Oí otros pasos que se acercaban, esta vez a mi espalda: era Justin y entre las manos enguantadas sostenía la cizalla que había cogido en el cobertizo del cazador. Parecía lo bastante robusta como para cortar aquel alambre.
—Le he contado la idea a Leo, pero no lo he visto muy entusiasmado que digamos —murmuró al llegar a mi lado.

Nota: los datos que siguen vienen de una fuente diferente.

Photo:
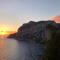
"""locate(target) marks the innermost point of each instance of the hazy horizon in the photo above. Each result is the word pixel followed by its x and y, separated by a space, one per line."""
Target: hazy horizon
pixel 13 13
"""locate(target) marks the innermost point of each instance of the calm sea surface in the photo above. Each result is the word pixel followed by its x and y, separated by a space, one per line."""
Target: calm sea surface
pixel 11 49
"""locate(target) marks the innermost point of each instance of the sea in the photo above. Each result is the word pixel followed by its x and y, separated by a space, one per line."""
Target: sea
pixel 11 49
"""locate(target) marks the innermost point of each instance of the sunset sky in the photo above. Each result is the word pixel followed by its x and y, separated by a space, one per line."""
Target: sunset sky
pixel 13 13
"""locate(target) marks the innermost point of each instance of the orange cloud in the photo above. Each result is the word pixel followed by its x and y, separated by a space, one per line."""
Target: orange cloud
pixel 56 19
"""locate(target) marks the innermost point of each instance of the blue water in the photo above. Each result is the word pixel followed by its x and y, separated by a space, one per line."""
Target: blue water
pixel 11 49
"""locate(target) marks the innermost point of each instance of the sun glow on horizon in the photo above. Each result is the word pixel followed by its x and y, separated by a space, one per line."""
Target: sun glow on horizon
pixel 6 30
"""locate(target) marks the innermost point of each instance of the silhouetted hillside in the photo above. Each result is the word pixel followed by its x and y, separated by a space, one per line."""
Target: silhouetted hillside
pixel 43 32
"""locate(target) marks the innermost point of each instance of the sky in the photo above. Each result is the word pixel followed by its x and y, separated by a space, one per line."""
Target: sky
pixel 13 13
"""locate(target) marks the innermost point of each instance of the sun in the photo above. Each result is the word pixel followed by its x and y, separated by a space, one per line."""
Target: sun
pixel 3 30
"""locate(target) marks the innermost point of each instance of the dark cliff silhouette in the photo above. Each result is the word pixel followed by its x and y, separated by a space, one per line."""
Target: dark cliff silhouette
pixel 43 32
pixel 33 31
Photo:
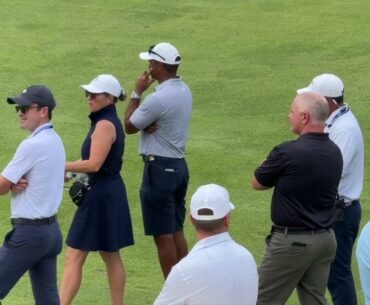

¿Porque le preocupaba que pudieran pillarnos? ¿O porque…, porque no aprobaba que robáramos a unos desconocidos? Una aguda punzada de dolor me recorrió todo el cuerpo y cerré los ojos. No iba a tenerme en cuenta que hiciera todo lo posible por mantenernos en marcha y con vida, ¿no? Leo sabía cuánto costaba sobrevivir en este mundo y no se me ocurría ni una sola alternativa que pudiera considerarse «buena». Recuperé la seguridad respecto a la decisión.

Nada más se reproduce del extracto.